In 1973, responding to First Nations’ frustration at having to go to the courts to settle their historic grievances specific claims, the Government of Canada established the Specific Claims Policy and divided Indigenous legal claims into two broad categories: COMPREHENSIVE (known as modern treaties); and SPECIFIC, which make claims based on pre-existing treaties or agreements and under the policy, Canada looks at allegations that treaty or other legal obligations have not been fulfilled.

Specific claims arise when there is an outstanding historical grievance between a First Nation and the Crown that relates to an unfulfilled obligation of a treaty or another agreement, or a breach of statutory responsibilities by the Crown or the way it managed First Nation funds or assets.

Examples would include:

  • errors during the reserve creation process
  • problems with surveys of reserve boundaries
  • broken treaty promises
  • failure to obtain compensation (or obtaining inadequate compensation) for reserve surrender
  • problems with third-party use of reserves, e.g. roads, power lines, gravel extraction

Claims are accepted for negotiation when it is determined that Canada has an outstanding lawful obligation to a First Nation. If a lawful obligation is found, specific claims settlements are negotiated between First Nations, Canada and (where applicable) the relevant province or territory.

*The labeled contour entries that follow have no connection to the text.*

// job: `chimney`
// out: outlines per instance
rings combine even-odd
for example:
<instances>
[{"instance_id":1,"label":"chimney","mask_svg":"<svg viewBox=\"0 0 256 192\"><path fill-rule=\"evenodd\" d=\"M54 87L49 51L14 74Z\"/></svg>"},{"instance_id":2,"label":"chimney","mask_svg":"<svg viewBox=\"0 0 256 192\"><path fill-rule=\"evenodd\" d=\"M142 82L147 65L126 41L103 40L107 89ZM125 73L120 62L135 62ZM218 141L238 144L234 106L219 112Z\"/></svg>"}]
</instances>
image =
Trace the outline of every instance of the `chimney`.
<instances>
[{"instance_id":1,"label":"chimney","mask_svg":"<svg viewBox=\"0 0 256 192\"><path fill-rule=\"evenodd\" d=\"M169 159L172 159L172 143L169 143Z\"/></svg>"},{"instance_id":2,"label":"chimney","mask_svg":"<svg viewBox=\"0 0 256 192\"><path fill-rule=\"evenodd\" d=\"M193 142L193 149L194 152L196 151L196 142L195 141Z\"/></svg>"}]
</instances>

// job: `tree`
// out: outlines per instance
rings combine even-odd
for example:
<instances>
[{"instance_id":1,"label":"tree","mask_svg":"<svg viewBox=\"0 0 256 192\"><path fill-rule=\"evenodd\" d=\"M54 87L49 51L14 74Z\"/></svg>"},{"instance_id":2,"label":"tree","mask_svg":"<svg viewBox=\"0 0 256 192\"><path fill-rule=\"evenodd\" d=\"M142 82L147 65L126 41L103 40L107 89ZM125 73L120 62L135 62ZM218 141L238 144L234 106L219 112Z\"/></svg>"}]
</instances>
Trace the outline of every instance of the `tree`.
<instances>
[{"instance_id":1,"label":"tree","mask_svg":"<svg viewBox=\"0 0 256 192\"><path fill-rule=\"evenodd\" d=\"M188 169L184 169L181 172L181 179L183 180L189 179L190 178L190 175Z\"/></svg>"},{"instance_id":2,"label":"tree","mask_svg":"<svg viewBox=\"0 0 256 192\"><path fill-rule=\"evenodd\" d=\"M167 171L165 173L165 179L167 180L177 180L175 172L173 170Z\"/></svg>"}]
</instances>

Government policy recognizes that a specific claim exists when a First Nation establishes that its grievance gives rise to a lawful obligation through:

  • the non-fulfillment of a treaty or another agreement between First Nations and the Crown
  • the breach of an Indian Act or other statutory responsibility
  • the breach of an obligation arising out of government administration of First Nation funds or other assets
  • an illegal sale or other disposition

Limitation and Laches
Statutes of limitation are federal or provincial statutes which limit the time within which legal action may be taken in the courts to resolve a grievance. The right to take action will expire after a certain length of time unless legal proceedings have been started.

The federal government is not going to refrain from negotiating claims on the basis that they are submitted too late (statutes of limitation) or because the First Nation has waited too long to present its claim (doctrine of laches).

Between 1927 and 1951, the Indian Act made it an offence for a lawyer to receive payment from a First Nation to bring a claim against the Crown without the Government of Canada’s permission.

When those provisions of the Indian Act were repealed in 1951, First Nations began organizing to pursue settlements to resolve their outstanding grievances or specific claims against the Crown.